Saadet Partisi Genel Başkanı Temel Karamollaoğlu, “Önümüzdeki hafta altılı masadaki bütün parti liderleri ile bir görüşme yapacağım tekrar. Bazı konuları kendilerine aktaracağım. Bizzat ziyaret edeceğim. Onların da zamanının benim zamanıma denk düşmesi lazım. Bir hafta içinde bütün bu ziyaretlerimi mümkünse tamamlamak istiyorum” açıklamasını yaptı.
Saadet Partisi Genel Başkanı Temel Karamollaoğlu, KRT TV’de Seçil Özer’in konuğu oldu.
Karamollaoğlu, "Bizim üzerinde durduğumuz konu başkanlık sistemine sadece karşı çıkmak değil. Cumhurbaşkanlığı kalabilir, doğrudan doğruya millet Cumhurbaşkanı’nı seçsin ama Melis’e de Cumhurbaşkanlığı’nı denetleyecek imkân versin." ifadelerini kullandı.
Karamollaoğlu, Cumhurbaşkanı Recep Tayyip Erdoğan’ın, "Maalesef ülkemizde bazı kesimlerde bir şükürsüzlük, tatminsizlik, karamsarlık hali aldı başını gidiyor. Halbuki önce elimizdekilere şükredeceğiz, sonra daha iyisi, daha güzeli için çalışacağız" sözlerinin sorulması üzerine Karamollaoğlu, şunları söyledi:
"Şükredin’ demek siyasetçiye düşen iş değil"

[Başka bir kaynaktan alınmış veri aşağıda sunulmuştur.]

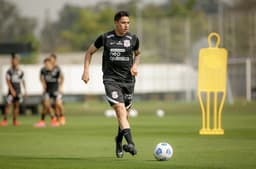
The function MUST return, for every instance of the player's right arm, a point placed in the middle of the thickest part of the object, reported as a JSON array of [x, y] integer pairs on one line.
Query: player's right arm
[[9, 84], [87, 60], [88, 57], [42, 80]]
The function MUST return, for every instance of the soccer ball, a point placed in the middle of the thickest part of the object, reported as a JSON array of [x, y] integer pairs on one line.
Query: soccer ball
[[163, 151]]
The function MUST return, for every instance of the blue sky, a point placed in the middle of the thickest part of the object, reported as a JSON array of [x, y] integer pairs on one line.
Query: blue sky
[[39, 8]]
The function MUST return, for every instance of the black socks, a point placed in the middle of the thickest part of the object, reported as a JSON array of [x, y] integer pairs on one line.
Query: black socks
[[127, 135], [119, 136]]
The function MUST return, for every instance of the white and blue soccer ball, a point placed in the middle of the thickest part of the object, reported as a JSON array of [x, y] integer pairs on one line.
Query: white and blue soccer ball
[[163, 151]]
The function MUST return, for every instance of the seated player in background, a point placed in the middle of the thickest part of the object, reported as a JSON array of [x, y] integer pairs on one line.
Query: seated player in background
[[59, 103], [14, 79], [49, 77]]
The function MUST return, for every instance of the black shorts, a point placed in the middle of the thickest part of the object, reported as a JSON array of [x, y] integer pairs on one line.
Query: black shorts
[[52, 96], [117, 92], [10, 99]]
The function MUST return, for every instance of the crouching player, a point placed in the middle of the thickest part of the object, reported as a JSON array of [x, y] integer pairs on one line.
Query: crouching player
[[14, 79], [51, 79]]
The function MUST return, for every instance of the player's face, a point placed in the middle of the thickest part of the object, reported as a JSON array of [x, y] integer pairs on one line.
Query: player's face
[[15, 62], [122, 26], [53, 60], [48, 65]]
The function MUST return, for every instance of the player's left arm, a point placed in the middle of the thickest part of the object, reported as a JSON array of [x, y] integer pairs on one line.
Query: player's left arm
[[137, 54], [61, 82], [134, 69], [24, 87]]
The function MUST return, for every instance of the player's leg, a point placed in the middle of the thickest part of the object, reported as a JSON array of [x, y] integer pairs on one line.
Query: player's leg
[[51, 108], [41, 122], [60, 109], [9, 100], [127, 90], [16, 109], [116, 99]]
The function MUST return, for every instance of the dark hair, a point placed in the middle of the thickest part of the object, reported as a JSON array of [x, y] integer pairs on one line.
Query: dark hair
[[120, 14], [13, 55], [47, 59], [53, 55]]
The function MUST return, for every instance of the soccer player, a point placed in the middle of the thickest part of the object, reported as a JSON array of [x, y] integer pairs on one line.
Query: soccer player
[[59, 102], [50, 77], [45, 76], [120, 61], [14, 79]]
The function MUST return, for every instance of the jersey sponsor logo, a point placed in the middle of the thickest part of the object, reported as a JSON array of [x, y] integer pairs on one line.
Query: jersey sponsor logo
[[115, 55], [118, 58], [127, 43], [114, 94], [110, 36], [129, 37], [119, 43], [117, 50]]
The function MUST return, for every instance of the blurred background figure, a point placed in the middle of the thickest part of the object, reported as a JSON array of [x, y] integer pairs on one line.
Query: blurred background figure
[[14, 79], [51, 79]]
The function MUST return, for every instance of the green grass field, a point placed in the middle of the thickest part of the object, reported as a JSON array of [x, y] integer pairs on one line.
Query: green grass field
[[87, 141]]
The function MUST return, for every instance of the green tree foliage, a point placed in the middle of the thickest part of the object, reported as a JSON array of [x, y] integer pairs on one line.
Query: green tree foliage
[[76, 29], [15, 28]]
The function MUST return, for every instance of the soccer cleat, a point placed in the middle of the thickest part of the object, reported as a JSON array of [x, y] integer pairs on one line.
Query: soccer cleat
[[54, 123], [130, 148], [62, 120], [16, 123], [119, 149], [40, 124], [4, 123]]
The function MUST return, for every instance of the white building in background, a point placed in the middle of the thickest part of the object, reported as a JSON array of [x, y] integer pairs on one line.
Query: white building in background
[[155, 78]]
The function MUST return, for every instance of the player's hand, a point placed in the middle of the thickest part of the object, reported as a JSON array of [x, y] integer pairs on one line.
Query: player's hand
[[85, 76], [134, 70], [25, 94], [13, 93], [60, 90]]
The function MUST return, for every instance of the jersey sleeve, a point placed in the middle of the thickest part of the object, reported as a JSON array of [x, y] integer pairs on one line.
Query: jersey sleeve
[[22, 75], [137, 44], [99, 42], [8, 75]]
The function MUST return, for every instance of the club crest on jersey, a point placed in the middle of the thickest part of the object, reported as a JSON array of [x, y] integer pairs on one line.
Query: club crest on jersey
[[114, 95], [127, 43]]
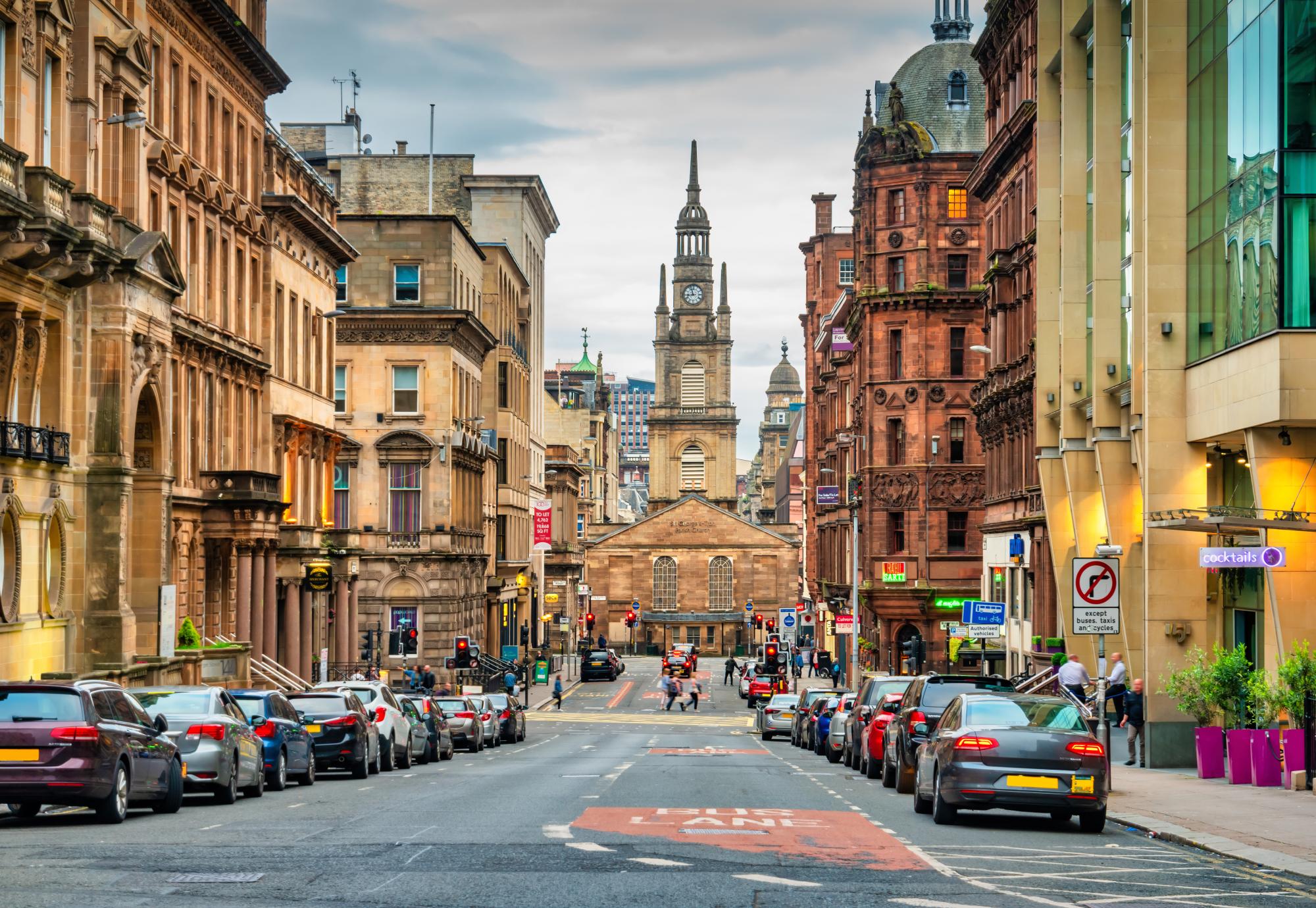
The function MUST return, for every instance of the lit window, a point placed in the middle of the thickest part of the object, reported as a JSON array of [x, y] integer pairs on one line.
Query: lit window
[[406, 284]]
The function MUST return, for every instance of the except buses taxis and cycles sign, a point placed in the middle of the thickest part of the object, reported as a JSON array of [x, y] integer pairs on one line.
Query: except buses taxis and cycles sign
[[1096, 597]]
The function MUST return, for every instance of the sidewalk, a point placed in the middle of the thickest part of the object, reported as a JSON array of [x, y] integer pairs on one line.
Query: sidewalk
[[1268, 827]]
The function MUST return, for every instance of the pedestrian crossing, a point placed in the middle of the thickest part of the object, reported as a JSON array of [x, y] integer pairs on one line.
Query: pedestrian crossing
[[680, 719]]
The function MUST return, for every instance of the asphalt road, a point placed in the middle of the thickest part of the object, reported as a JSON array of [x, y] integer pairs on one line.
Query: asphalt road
[[610, 803]]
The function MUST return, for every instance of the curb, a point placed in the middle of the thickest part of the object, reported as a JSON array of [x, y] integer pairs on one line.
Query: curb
[[1226, 848]]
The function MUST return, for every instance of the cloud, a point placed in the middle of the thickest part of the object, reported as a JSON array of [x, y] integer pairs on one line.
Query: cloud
[[602, 98]]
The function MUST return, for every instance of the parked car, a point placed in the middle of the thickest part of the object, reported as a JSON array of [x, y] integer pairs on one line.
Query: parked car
[[463, 722], [510, 715], [1014, 752], [777, 715], [220, 752], [285, 739], [86, 744], [395, 730], [343, 732], [598, 664], [438, 736], [872, 693], [923, 703]]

“Şükretmek güzel bir iş ama gerçekleri söylemek de çok önemli bir iş. ‘Biz sizin geçiminizi sağlamak için bir maaş veremiyoruz, aldığınız ile şükredin’ demek siyasetçiye düşen iş değil. Onu camide hoca efendiler de söyler, başkaları da söyler… Düne nazaran sıkıntı çeken insan adeti artıyor, çalışıyor ve bir ücret alıyor ama aldığı asgari ücret, açlık sınırında. Ben ısrarla bunu tekrar etmek mecburiyetinde kalıyorum. Sendikalar toplu iş sözleşmesine oturduğu zaman o sözleşmeyi açlık sınırında yapmamalılar. Açlık sınırı demek, aldığınız ücret ile ancak karnınızı doyurursunuz, gerisi; onu da siz düşünün demek. Neyle düşünecek?
"Bu sıkıntıyı başımıza getiren sizsiniz, sizin beceriksizliğiniz"
"Tayyip Bey bir devlet başkanı, partili bir devlet başkanı. Bu sıkıntıyı başımıza getiren sizsiniz, sizin beceriksizliğiniz. Siz bu meselenin üstesinden gelemiyorsunuz. Çünkü insanlara iş bulacak bir ekonomi politikasını siz oluşturacaksınız, muhalefet oluşturmayacak ki… Onun için şikayet edilecekse vatandaşa, siz şikayet edilirsiniz. Seçime giderken, Cumhurbaşkanı seçerken artık bağımsız, tarafsız bir cumhurbaşkanı seçmiyor bu millet. Taraflı bir cumhurbaşkanı seçiyor, bir partiye mensup. O zaman elbette siz parti başkanını da tenkit edersiniz. Bu doğrudan doğruya bir beceriksizliğin neticesi."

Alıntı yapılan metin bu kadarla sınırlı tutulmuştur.